Average bandwidth has slowed. This is partly due to technical limitations and hardware speeds, but also due to limitations in available spectrum and bandwidth that will have greater availability with 5G spectrum space.
There are limits.
The upper limit on data rate is found with Shannon’s limit. Any communications medium is characterized by signal and noise.
Industry crams more data into a narrow slice of spectrum. You can use techniques like Raman amplification, larger constellations of OFDM, and better fiber-optic or wireless quality to improve SNR. These techniques are expensive to incorporate in a global telecommunication network.
Wired costs follow material and commodity pricing of copper, metals, and fiber
For example, between 2002 and 2008 the cost of copper soared from $0.50 per pound to $4.00 per pound.
Data Movement has always lagged the growth of the rest of the IT industry.
5G for example will require new MIMO based towers, femto cell and small cell infrastructure, as well as new silicon.
About every 5 years we have a set of technologies that allow us to create and store and transmit more content
Web and Broadband
MP3 and MP4 video compression and streaming
Social media and digital photos
HD, 4k and 8K resolution
The current path puts us on course to produce 2.6 Zetabytes of data per year.
IoT and edge computing will nearly double that to 4.3 ZB per year
What we see if that during the early 2000’s telcom capacity grew as broadband became prevalent and affordable and technologies like cellular became mainstream. In a sense telcom finally could up to the IT revolution.
Now telcom capacity is levelling off and the growth rates are no longer 50% YoY. We anticipate telcom capacity to grow at roughly 20% YoY. Even with the advent of mmWave spectrum, the growth will be capped.
Data generation however continues to grow and find new uses cases of data generation. We anticipate between a 30% and 50% YoY growth in data generation.
This leads to the gap…
Sensor prices have fallen at a steeper slope than Moore’s law. When we approach .20 sensor devices consumer can support a “throwaway model”. This will happen with polymeric fasbrication as well as printable electronics.
New use cases are generating the plethora of “mew” data.
In particular, we have seen concentrated growth in:
Filtering – removing of redundant or temporal data. To alleviate network pressure, bandwidth and service costs, edge devices are used to remove significant data. Most cases remove 98% of edge data.
Control systems aren’t new. In fact they were the first connected things dating back to 1935 when the early US power grid managed power stations using “pilot wires”. Connecting Industry and Industry 4.0 has produced significant value by connecting brownfield devices.
Situational awareness edge devices combine AI and geolocation to provide systems that can respond to events depending on time, space, distance, or cause.

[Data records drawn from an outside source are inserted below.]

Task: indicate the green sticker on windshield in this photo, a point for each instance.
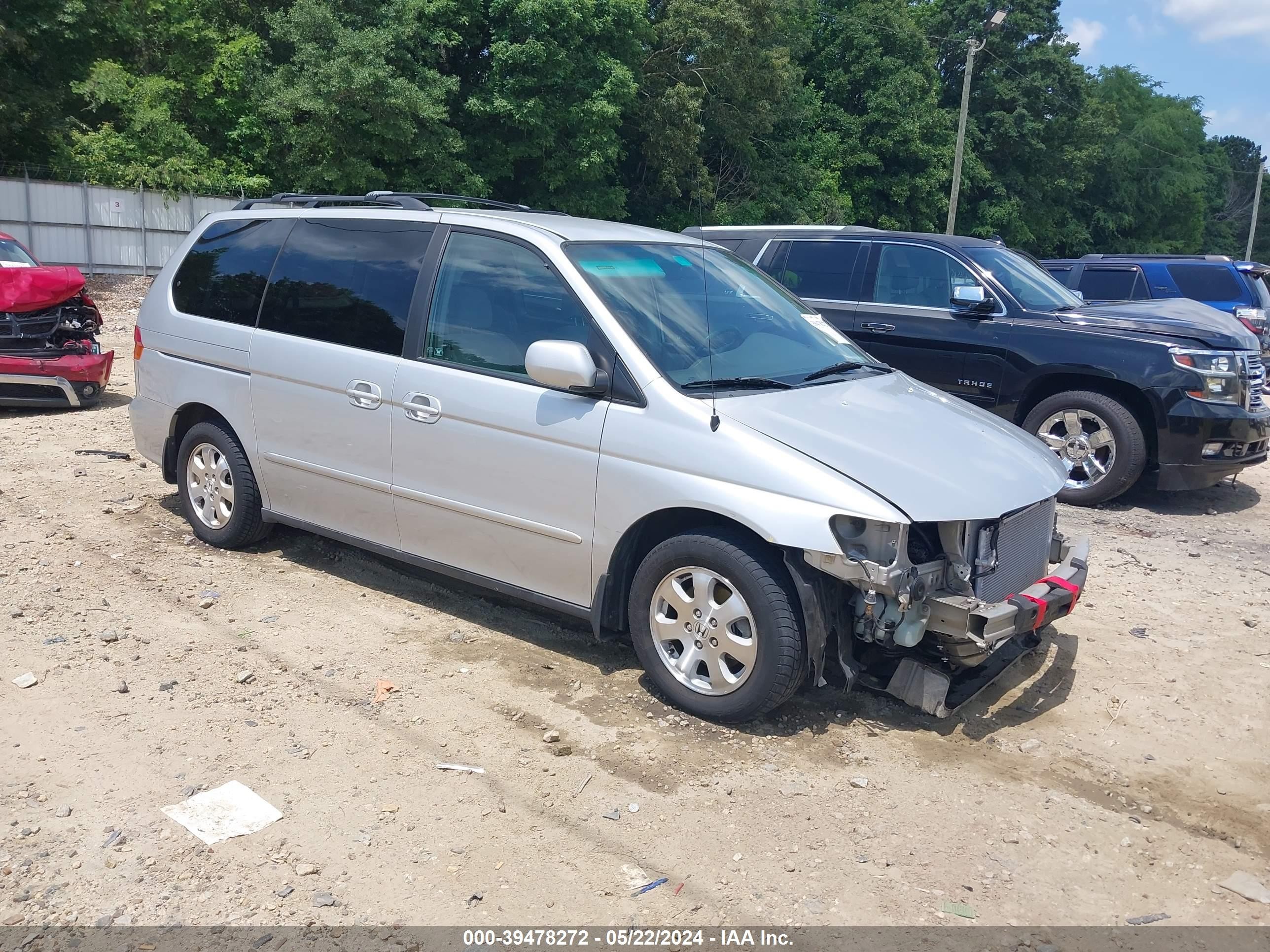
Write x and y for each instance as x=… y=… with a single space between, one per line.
x=624 y=268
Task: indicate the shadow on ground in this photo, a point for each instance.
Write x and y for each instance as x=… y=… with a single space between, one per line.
x=1222 y=499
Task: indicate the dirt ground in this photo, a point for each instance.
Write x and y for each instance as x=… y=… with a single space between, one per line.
x=1110 y=775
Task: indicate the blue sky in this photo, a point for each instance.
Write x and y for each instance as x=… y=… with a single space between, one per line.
x=1218 y=50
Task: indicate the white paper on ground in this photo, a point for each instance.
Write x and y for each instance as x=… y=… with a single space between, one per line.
x=217 y=816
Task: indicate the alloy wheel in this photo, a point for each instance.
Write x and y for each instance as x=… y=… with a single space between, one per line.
x=210 y=484
x=703 y=630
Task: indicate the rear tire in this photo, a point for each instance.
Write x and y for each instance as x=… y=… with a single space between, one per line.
x=1097 y=417
x=746 y=579
x=219 y=494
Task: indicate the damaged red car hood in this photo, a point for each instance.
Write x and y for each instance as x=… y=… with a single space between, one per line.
x=35 y=289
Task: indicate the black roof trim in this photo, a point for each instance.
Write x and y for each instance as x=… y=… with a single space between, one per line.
x=310 y=201
x=1156 y=257
x=468 y=200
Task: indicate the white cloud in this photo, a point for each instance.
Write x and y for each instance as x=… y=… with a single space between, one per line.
x=1222 y=19
x=1143 y=31
x=1088 y=34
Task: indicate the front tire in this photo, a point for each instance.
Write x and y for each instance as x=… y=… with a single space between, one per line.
x=1097 y=440
x=714 y=622
x=219 y=494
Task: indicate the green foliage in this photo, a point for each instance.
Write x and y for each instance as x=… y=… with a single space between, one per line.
x=665 y=112
x=548 y=98
x=876 y=71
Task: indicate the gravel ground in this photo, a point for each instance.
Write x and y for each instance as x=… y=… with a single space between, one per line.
x=1121 y=771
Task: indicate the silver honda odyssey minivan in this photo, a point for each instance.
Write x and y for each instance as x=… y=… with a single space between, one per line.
x=628 y=426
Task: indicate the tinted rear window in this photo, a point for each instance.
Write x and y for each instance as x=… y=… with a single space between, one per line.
x=1109 y=283
x=819 y=268
x=1205 y=282
x=347 y=282
x=224 y=274
x=1260 y=290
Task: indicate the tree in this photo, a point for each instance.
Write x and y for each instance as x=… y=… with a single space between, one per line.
x=545 y=94
x=876 y=73
x=724 y=127
x=1234 y=163
x=1035 y=130
x=36 y=74
x=1150 y=183
x=358 y=101
x=145 y=142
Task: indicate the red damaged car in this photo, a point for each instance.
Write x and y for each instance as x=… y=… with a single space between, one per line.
x=49 y=351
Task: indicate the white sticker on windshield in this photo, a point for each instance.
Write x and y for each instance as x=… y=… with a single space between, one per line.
x=826 y=328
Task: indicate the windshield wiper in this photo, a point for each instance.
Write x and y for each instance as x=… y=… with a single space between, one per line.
x=756 y=382
x=846 y=367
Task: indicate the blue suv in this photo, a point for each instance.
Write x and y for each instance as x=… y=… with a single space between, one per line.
x=1240 y=289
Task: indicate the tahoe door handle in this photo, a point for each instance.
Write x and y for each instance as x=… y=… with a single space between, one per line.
x=364 y=394
x=422 y=408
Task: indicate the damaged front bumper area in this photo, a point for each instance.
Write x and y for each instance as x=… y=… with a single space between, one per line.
x=51 y=357
x=933 y=613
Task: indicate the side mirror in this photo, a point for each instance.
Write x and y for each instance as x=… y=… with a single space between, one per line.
x=565 y=365
x=973 y=298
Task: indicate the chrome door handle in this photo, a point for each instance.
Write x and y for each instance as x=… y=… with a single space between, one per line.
x=422 y=408
x=364 y=394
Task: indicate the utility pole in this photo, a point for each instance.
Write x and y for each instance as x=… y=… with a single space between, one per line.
x=1256 y=207
x=972 y=49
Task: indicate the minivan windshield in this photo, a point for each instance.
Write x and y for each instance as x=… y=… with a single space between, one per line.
x=1032 y=286
x=13 y=256
x=675 y=300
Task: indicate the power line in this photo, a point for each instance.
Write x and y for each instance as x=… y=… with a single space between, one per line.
x=1066 y=102
x=1133 y=139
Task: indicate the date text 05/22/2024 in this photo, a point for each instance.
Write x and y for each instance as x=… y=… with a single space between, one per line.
x=615 y=938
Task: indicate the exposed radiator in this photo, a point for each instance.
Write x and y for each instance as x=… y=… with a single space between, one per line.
x=1023 y=551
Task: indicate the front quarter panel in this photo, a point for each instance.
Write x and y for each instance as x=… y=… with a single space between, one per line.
x=665 y=456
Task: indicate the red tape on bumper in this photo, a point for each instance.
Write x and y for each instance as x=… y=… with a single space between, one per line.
x=1064 y=584
x=1041 y=610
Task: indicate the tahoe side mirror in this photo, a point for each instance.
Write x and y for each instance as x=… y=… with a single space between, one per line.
x=975 y=298
x=565 y=365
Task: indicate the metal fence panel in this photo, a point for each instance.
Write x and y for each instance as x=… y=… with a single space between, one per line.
x=55 y=202
x=120 y=223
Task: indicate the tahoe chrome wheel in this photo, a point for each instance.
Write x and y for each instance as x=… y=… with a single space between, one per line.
x=1084 y=442
x=210 y=485
x=703 y=630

Data aggregation and caching provide the answer to latency issues at the edge. Content is cached and managed locally to avoid long hops.

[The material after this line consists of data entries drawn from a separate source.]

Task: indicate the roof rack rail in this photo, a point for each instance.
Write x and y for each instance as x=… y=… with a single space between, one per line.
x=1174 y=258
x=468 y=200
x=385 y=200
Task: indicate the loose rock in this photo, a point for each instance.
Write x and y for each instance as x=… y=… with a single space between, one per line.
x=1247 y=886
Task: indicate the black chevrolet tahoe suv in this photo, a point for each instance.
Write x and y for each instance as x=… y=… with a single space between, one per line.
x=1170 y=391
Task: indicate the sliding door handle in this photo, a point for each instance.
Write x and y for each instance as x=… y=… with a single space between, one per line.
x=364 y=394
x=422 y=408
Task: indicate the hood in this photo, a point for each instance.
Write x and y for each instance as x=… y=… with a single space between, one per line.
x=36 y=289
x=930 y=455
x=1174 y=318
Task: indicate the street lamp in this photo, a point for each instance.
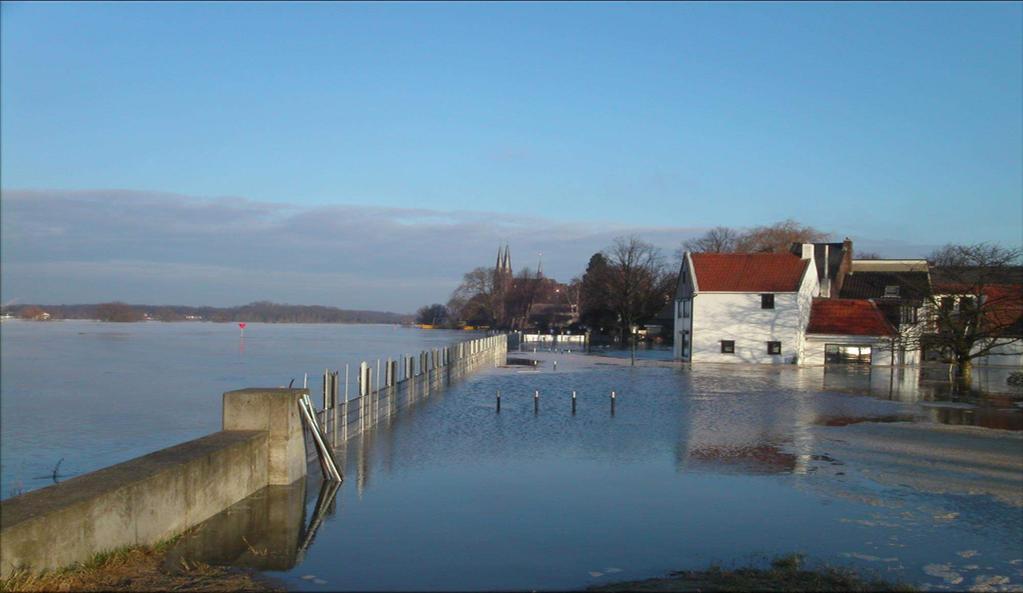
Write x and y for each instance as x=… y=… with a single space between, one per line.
x=633 y=329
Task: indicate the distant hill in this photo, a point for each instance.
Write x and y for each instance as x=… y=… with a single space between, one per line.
x=254 y=312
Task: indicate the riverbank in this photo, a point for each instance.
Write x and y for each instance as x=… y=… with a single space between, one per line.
x=141 y=568
x=785 y=574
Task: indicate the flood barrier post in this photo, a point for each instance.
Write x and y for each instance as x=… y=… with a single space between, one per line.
x=344 y=425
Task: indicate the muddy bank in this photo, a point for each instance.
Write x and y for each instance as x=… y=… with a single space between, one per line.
x=785 y=574
x=141 y=568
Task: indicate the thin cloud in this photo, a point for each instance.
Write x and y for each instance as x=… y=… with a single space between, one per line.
x=75 y=246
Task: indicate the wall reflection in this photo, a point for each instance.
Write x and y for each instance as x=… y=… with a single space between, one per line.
x=267 y=531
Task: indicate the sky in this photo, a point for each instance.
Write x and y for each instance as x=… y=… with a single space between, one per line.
x=366 y=154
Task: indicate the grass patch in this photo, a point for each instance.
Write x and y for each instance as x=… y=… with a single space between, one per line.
x=137 y=568
x=785 y=574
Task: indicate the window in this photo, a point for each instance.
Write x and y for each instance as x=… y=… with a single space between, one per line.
x=840 y=353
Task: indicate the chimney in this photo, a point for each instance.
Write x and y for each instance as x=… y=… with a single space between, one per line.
x=844 y=268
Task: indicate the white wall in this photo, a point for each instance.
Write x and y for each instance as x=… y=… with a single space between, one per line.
x=1005 y=355
x=738 y=316
x=683 y=290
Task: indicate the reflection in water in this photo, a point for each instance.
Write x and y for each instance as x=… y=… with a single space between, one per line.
x=990 y=403
x=696 y=466
x=266 y=531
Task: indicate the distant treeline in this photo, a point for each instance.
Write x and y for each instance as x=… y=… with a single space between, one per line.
x=254 y=312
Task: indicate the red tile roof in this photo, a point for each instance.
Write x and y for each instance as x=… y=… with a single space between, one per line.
x=848 y=317
x=749 y=272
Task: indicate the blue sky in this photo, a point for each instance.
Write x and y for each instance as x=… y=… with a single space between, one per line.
x=898 y=125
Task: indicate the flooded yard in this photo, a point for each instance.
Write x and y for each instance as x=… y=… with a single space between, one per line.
x=694 y=467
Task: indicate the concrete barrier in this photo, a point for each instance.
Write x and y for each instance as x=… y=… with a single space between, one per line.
x=160 y=495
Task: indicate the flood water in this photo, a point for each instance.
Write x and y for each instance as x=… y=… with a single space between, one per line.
x=887 y=472
x=96 y=394
x=694 y=467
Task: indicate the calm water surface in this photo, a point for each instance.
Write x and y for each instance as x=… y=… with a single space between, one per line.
x=716 y=464
x=694 y=467
x=97 y=394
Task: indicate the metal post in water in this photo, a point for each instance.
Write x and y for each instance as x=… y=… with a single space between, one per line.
x=326 y=385
x=344 y=426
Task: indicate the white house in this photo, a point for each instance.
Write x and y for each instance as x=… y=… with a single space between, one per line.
x=750 y=308
x=849 y=330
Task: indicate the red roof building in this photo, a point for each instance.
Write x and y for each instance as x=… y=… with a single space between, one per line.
x=749 y=272
x=848 y=317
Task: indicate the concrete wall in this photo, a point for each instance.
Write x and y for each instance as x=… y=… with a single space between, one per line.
x=154 y=497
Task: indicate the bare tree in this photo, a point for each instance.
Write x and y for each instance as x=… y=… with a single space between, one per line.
x=435 y=314
x=777 y=238
x=769 y=238
x=976 y=308
x=474 y=299
x=716 y=240
x=637 y=282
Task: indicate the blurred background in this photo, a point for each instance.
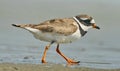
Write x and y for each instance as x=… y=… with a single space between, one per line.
x=98 y=48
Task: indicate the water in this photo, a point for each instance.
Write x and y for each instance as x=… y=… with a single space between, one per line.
x=98 y=49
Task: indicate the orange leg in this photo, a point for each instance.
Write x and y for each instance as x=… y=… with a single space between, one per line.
x=43 y=60
x=44 y=54
x=69 y=61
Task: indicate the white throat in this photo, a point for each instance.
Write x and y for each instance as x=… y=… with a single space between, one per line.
x=85 y=28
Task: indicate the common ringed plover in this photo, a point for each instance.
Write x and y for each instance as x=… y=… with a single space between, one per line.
x=65 y=30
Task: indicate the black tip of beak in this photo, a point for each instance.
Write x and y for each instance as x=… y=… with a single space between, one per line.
x=97 y=27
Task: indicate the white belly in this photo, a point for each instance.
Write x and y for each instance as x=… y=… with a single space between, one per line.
x=59 y=38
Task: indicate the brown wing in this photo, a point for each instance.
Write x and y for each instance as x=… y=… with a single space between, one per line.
x=61 y=26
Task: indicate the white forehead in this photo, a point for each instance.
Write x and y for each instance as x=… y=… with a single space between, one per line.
x=92 y=21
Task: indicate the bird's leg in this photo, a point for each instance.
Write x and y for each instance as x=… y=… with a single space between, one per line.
x=45 y=51
x=69 y=61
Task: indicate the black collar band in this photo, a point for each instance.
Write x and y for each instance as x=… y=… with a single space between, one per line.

Whereas intenet bandwith for the last 20 years has been dominated by downstream data. IoT and edge devices will be content producers. It will demand greater upstream bandwidth and better latency.
Cat0, Cat1 and Cat NB will help close some of the disparity between uplink and downlink speed but they are focused on low bandwidth use cases. Unstructured edge data still has significant hurdles.

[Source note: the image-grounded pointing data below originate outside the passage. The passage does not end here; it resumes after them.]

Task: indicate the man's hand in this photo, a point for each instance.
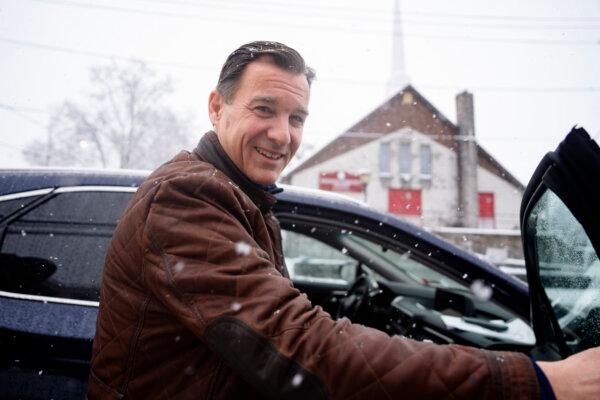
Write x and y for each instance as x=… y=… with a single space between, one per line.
x=576 y=377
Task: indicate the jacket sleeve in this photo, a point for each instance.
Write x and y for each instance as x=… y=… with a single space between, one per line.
x=203 y=264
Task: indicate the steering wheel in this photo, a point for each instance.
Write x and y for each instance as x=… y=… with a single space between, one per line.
x=356 y=301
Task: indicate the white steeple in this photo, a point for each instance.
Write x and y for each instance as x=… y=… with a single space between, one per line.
x=398 y=77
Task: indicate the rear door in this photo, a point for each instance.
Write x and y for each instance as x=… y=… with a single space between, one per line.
x=560 y=222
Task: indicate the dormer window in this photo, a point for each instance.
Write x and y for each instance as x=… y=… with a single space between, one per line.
x=385 y=170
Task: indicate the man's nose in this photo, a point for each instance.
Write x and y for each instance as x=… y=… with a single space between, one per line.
x=279 y=132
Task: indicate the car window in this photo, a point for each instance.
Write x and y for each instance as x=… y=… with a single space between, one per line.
x=415 y=270
x=569 y=270
x=7 y=207
x=310 y=259
x=57 y=249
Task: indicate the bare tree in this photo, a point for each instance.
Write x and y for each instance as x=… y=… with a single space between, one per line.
x=124 y=123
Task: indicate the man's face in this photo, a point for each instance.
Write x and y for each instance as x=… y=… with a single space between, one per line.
x=262 y=127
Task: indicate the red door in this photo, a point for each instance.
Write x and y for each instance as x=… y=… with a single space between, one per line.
x=404 y=201
x=487 y=214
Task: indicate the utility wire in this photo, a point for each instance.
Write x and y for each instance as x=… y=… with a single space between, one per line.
x=20 y=114
x=325 y=79
x=362 y=15
x=319 y=7
x=354 y=30
x=108 y=56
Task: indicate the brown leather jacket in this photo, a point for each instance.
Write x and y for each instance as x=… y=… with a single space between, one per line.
x=195 y=304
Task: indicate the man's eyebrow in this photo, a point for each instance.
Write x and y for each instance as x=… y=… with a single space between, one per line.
x=271 y=100
x=266 y=99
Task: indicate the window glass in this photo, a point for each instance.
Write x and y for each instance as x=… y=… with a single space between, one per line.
x=569 y=270
x=410 y=267
x=311 y=259
x=405 y=158
x=8 y=207
x=58 y=248
x=384 y=158
x=425 y=154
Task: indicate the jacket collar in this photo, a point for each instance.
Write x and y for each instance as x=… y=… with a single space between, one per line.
x=209 y=149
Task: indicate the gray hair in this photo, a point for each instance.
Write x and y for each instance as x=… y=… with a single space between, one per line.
x=279 y=54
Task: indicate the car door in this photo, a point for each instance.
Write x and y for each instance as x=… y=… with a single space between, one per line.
x=560 y=222
x=52 y=247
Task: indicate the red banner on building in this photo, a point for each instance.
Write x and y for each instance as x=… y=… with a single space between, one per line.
x=486 y=205
x=340 y=181
x=404 y=201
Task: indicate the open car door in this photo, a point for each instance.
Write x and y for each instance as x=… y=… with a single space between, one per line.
x=560 y=225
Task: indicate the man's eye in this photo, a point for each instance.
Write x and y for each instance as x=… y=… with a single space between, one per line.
x=263 y=110
x=297 y=120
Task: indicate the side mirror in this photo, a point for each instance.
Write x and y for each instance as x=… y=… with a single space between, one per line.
x=560 y=224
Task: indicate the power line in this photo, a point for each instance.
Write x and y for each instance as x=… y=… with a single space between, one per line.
x=317 y=27
x=108 y=56
x=23 y=109
x=361 y=11
x=363 y=14
x=16 y=111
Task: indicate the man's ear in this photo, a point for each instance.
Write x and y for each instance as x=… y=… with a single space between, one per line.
x=215 y=106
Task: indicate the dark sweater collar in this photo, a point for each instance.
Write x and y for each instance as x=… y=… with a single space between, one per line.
x=210 y=150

The bulk of modern Internet data is unstructured: Netflix, Facetime, Youtube, Skype
A sizable amount remains structured or partially structured: Facebook and HTTP.
This data will continue to grow, but at a steady rate, but the 1.7ZB of data will be edge created.
Not all of it will (or can) move through our networks.
YoY there continues to be a disparity between the amount of content being generated and the ability, financials, or need to move that data. More data is produced than absorbed.
The average growth rate over the last 15 years has been 20% year over year.
We predict this will continue to grow as Moore’s law still has a play space at the edge and in sensors, but service costs and data transmission will not follow the same curve.